151 Challenges of Auditing Infection Prevention Practices in a Statewide CDI Collaborative

Saturday, April 2, 2011
Trinity Ballroom (Hilton Anatole)
Lisa Hines, RN, CIC , The Ohio State University Medical Center, Columbus, OH
Toni Tester , The Ohio State University Medical Center, Columbus, OH
Yosef Khan, MBBS, MPH , The Ohio State University Medical Center, Columbus, OH
Kurt Stevenson, MD , The Ohio State University Medical Center, Columbus, OH
Carol Jacobson, RN , Ohio Hospital Association, Columbus, OH
David Engler, PHD , Ohio Hospital Association, Columbus, OH
Julie Mangino, MD , The Ohio State University Medical Center, Columbus, OH
Background: Compliance with infection control (IC) practices is one way to minimize cross-transmission of C. difficile infections (CDI).  A large Ohio collaboration was formed to collate cases and to do a performance improvement project (PIP) with a goal to monitor and improve compliance with hand hygiene (HH), contact isolation (CI), and environmental cleaning (EC), via direct observational audits, to potentially decrease CDI rates.

Objective: To develop a standardized electronic auditing tool to document, assess and report individual facility compliance with recommended CDI reduction practices.  To compare quantitative and qualitative facility audits to CDI rates to determine the effects of prevention practices on the PIP unit to the CDI rates.

Methods: Through monthly conference calls, participants edited and approved electronic audit forms for HH, CI and EC observations by group consensus with a qualitative goal of 90% compliance with all components.  The forms were designed to calculate the compliance rates when completed, for immediate feedback to their respective PIP units.  Quantitatively, HH audits (30 observations/month) tracked compliance of staff entering/exiting rooms and if coaching was provided.  CI audits (20 and 30/month for facilities, <100 or >101 beds, respectively) focused on appropriate isolation signs and use of gown and gloves.  EC audits, (20/month for daily or discharge cleaning), focused on cleaning of high-touch surfaces in the patient’s room/bathroom.  Individual facility audits were sent to a data repository for de-identification and then faxed/mailed to the research team.  Due to lost or illegible data, electronic submission was later mandated to allow for direct file import into the newly created database.

Results:  Among the 59 facilities participating, audits were performed monthly on about 87 PIP patient care units.  Many facilities had difficulty completing the minimum number of audits.  The mean completion rates for the recommended number of audits were HH: 42% (range 35-51%), CI: 18% (10-27%), and EC: 30% (21-36%).  The turnaround time for receipt of faxed audits to the research center was rarely monthly, delaying comparison feedback of CDI rates to their IC practices.

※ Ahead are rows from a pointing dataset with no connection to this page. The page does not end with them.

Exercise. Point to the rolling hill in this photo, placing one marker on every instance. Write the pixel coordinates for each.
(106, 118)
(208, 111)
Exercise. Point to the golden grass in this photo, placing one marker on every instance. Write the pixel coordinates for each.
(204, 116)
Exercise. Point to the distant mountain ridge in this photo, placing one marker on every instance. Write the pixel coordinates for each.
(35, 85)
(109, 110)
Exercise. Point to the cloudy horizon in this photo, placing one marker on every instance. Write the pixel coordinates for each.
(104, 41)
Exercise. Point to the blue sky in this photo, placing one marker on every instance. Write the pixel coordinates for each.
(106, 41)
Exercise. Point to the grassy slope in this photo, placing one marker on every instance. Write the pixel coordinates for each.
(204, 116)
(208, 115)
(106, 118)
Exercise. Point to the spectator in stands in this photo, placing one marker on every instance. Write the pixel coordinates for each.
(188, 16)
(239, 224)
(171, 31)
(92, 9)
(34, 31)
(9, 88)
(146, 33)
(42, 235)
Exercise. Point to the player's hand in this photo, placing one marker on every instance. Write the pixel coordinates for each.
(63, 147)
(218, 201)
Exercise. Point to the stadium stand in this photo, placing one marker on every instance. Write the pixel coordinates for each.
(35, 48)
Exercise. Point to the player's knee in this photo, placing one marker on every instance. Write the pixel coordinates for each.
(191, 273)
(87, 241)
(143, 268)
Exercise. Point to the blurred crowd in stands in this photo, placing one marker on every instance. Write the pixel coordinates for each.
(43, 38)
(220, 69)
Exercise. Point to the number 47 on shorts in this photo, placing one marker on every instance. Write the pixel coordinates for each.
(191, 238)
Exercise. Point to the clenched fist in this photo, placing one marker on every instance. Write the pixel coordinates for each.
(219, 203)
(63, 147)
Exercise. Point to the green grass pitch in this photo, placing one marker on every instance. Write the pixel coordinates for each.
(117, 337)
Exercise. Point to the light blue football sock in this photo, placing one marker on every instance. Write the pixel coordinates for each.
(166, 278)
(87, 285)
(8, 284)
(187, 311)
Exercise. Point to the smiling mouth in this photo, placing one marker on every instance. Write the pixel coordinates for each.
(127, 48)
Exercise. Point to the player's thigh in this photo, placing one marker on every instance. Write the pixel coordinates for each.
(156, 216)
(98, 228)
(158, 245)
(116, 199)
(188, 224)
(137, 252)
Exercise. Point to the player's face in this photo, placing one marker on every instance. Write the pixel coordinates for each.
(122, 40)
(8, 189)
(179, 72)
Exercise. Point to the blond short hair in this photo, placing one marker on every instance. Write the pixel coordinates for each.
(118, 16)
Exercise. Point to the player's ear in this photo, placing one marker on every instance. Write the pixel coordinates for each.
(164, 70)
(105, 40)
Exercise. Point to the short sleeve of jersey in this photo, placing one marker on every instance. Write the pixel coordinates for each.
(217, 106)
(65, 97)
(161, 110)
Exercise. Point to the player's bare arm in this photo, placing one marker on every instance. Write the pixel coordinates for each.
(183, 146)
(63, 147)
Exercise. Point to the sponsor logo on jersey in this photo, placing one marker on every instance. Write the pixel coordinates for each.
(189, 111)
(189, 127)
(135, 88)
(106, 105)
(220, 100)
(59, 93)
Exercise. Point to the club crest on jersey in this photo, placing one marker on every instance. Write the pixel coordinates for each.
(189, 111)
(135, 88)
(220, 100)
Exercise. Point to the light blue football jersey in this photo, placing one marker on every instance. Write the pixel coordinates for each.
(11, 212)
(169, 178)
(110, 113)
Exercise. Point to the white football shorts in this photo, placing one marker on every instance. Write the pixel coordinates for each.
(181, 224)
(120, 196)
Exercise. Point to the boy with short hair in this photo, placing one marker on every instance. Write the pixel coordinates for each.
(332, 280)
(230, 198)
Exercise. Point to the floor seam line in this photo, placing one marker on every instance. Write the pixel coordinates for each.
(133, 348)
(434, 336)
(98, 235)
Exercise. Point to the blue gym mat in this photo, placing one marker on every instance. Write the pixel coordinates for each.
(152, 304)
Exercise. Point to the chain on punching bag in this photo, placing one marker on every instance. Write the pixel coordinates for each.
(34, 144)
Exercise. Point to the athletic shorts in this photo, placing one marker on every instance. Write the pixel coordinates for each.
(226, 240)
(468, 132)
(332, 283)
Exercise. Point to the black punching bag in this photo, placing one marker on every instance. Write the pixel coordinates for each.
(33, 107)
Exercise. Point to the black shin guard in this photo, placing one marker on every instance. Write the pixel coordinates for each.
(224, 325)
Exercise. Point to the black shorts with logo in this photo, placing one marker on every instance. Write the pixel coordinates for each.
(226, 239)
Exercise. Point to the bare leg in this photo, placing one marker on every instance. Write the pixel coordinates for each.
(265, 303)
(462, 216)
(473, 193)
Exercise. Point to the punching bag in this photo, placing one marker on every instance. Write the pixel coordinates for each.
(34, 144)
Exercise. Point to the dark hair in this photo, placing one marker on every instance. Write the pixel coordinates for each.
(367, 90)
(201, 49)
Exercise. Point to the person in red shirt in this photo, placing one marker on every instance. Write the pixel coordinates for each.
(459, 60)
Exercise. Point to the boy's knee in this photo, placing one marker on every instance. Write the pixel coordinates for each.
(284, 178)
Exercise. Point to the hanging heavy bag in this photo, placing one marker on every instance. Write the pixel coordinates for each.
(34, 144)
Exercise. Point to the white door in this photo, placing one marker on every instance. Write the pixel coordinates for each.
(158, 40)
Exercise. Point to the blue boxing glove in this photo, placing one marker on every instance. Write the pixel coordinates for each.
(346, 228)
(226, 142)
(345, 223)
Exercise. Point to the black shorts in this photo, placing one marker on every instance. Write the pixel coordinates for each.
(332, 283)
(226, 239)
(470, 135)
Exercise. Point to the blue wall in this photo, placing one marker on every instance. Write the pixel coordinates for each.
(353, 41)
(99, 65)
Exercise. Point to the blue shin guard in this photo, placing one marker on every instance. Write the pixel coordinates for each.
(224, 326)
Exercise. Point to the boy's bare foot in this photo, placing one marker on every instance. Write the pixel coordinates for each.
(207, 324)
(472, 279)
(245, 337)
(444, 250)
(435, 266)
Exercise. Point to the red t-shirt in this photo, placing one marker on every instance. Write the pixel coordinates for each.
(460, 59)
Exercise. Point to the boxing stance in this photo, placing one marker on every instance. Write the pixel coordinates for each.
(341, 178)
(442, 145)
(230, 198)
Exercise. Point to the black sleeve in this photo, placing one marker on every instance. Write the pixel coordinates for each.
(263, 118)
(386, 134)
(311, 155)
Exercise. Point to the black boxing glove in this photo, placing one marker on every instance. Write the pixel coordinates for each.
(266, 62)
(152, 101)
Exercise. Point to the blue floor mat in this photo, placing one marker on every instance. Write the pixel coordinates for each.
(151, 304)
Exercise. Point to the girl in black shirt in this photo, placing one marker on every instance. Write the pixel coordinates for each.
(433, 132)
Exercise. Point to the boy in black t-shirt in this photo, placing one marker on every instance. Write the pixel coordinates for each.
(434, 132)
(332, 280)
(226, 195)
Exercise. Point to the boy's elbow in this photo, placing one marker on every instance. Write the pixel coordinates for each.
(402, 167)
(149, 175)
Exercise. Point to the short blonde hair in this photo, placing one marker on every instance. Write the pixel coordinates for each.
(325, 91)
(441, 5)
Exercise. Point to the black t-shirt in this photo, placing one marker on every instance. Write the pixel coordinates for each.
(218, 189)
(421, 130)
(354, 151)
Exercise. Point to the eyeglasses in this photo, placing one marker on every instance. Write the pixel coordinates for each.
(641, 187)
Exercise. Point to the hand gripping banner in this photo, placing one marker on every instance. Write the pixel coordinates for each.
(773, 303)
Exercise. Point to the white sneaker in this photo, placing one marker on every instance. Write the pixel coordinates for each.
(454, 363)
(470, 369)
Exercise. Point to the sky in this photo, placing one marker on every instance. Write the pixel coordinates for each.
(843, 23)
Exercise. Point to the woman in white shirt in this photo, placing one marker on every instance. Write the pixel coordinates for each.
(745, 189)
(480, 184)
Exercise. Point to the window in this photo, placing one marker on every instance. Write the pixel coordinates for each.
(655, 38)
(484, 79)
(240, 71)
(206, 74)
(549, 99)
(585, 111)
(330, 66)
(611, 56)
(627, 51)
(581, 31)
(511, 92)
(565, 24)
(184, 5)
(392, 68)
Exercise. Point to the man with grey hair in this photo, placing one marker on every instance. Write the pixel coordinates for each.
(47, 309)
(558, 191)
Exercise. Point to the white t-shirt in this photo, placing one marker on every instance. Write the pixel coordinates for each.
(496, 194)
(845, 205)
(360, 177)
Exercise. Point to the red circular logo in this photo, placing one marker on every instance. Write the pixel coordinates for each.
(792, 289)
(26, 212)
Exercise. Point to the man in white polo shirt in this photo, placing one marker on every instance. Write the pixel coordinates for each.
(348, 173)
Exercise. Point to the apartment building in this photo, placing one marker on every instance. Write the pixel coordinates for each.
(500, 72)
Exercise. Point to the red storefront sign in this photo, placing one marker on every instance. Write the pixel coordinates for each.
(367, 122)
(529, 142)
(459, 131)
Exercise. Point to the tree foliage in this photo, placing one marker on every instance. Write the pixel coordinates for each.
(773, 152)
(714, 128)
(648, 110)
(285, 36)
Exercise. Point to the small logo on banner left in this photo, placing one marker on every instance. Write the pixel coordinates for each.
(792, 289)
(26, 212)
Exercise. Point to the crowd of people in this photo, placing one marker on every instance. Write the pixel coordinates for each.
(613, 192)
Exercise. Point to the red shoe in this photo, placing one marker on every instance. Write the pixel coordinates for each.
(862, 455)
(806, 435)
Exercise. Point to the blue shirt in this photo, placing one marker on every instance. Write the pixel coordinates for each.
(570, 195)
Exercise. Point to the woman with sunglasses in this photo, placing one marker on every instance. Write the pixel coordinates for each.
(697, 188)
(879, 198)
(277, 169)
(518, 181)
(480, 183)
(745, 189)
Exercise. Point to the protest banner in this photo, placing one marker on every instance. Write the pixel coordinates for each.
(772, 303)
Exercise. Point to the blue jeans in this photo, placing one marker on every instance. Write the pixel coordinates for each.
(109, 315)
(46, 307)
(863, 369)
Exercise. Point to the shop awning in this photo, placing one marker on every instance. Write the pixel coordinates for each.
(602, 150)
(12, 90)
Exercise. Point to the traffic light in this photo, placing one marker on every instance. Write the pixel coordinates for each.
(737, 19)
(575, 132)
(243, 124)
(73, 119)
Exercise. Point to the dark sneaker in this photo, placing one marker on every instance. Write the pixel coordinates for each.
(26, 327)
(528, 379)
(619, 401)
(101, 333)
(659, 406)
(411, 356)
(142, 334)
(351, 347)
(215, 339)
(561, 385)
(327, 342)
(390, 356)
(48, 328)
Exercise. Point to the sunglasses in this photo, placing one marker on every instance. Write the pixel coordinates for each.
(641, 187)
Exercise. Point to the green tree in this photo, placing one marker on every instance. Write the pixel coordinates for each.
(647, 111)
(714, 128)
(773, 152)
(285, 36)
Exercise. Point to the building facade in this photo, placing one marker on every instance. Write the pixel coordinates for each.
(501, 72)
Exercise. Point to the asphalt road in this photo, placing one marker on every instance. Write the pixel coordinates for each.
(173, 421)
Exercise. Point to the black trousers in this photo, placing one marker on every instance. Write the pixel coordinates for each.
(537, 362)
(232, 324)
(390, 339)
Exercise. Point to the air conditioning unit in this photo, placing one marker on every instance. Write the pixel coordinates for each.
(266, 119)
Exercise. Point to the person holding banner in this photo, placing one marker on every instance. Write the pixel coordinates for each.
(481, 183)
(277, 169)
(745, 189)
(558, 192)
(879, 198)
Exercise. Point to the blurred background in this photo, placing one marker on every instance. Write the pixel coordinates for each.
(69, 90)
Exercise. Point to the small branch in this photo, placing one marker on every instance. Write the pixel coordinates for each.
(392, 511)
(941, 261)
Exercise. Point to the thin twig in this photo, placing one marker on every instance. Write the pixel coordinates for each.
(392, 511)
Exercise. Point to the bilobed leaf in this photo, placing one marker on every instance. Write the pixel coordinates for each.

Individual facility qualitative compliance showed performance below 90% for HH, CI and EC, at 84% (range 80-88%), 58% (48-67%), 77% (69-85%), respectively.  Several participants reported that their submitted data was incomplete, and improper completion of forms by the facilities impaired the capability to employ the Excel calculations.

Conclusions: Despite the collaborative participants coming to consensus on the minimal number of observations, audit data was mostly incomplete.  Reports back to the facilities were initially hampered due to mailing / faxing. The goal of electronic real time feedback of monthly audits was not met.  Alternative auditing mechanisms need to be developed.